For the individual nodes to form a cluster - means nodes must be able to talk to each other in order to share data (as required by a given task). In order to communicate to other nodes - a give node must know who it can talk to. That is it must know who its peers are. Given that nodes can join and leave the group unpredictably, it is required for a given node to keep track of its peers. In the absence of a configuration file that each node has with the list of all possible peers - one option will be to have a dedicated service to keep track of group membership. This solution, although viable - puts a lot of pressure on a single node and does not solve the problem of failure detection. A truly distributed solution then is for each individual node to keep track of other members.

On the other hand it may not be practical to keep track of all the members for extremely large clusters. If nodes join and leave group at a steady rate and each such event requires message exchange - number of such messages will grow with the size of a cluster limiting available bandwidth resources required for computation.

It may also be beneficial to use membership protocol on a resource constrained systems aka IoT devices.

That is why this implementation of SWIM includes a notion of peer capacity - that is maximum number of peers one given node can have / track.

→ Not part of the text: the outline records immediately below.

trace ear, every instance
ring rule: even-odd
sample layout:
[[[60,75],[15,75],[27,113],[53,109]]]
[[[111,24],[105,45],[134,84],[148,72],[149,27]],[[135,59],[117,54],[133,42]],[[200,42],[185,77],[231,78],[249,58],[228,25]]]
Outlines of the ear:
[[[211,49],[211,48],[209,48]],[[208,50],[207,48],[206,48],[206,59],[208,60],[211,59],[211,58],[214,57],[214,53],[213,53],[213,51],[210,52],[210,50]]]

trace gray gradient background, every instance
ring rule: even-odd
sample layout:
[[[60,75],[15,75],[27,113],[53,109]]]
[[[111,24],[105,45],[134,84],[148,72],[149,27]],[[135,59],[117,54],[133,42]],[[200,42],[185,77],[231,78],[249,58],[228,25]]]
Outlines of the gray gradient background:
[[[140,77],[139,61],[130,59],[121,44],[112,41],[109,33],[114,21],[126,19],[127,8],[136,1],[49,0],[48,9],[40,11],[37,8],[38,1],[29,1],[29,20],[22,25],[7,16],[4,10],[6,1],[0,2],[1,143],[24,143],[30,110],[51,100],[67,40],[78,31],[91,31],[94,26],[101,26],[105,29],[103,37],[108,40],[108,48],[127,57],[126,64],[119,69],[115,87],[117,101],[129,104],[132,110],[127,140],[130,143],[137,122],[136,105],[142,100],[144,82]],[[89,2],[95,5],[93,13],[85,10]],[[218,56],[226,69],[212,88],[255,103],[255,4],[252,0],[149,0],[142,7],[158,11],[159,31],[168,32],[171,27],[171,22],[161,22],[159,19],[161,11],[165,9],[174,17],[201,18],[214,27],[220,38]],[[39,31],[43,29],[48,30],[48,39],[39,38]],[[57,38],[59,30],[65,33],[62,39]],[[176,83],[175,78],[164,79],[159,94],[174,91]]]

Note that this setting not required for to be the same for each peer. This trade-off makes this implementation a weakly consistent/ probability based as it it possible for a given node to be tracked only by one other peer to be consider a part of the group.

Key observation here is that for a node to be part of a group it must be in list of peers of at list one other node. It is not enough for a node to know other peers. This peers must know about that node as connections are symmetrical.

Decisions

Designing distributed systems has a lot of challenges. This is especially clear when we recall that a computational must be able to cope with node failure. In other words there are some choice to be made when designing cluster solutions that depend of the task at hand. An example of such question - "is it acceptable for two nodes to compute sub-problem?" That is it maybe a requirement of the problem for a 'task' to only ever be worked on by a sigle node. And only in case when this node failed and the failure has been detected - the task can be re-assigned to a different node. Alternative design - is when multiple nodes compute the same task and the one who finished first submits results. Other results, if submitter, get rejected or ignored. (That is - they don't result in a change of the overall state of the system).

Yet different set must be asked about the design of the cluster it self and guaranties it provides. For example: "Is there ever a definitive view of the cluster at any point in time?". That is is there a central register that holds a record of all the members of the cluster? Alternative would be for each member to have partial view of the group which makes it impossible to reconstruct full membership at any given point in time. Also implementation details question may include:

  • Is it possible for a single node to be part of multiple groups?

It may not be practical to design a universal solution for all the cases. Refer to the protocol RFC to see how this project answers this questions. This may render it not fit for some of the use cases.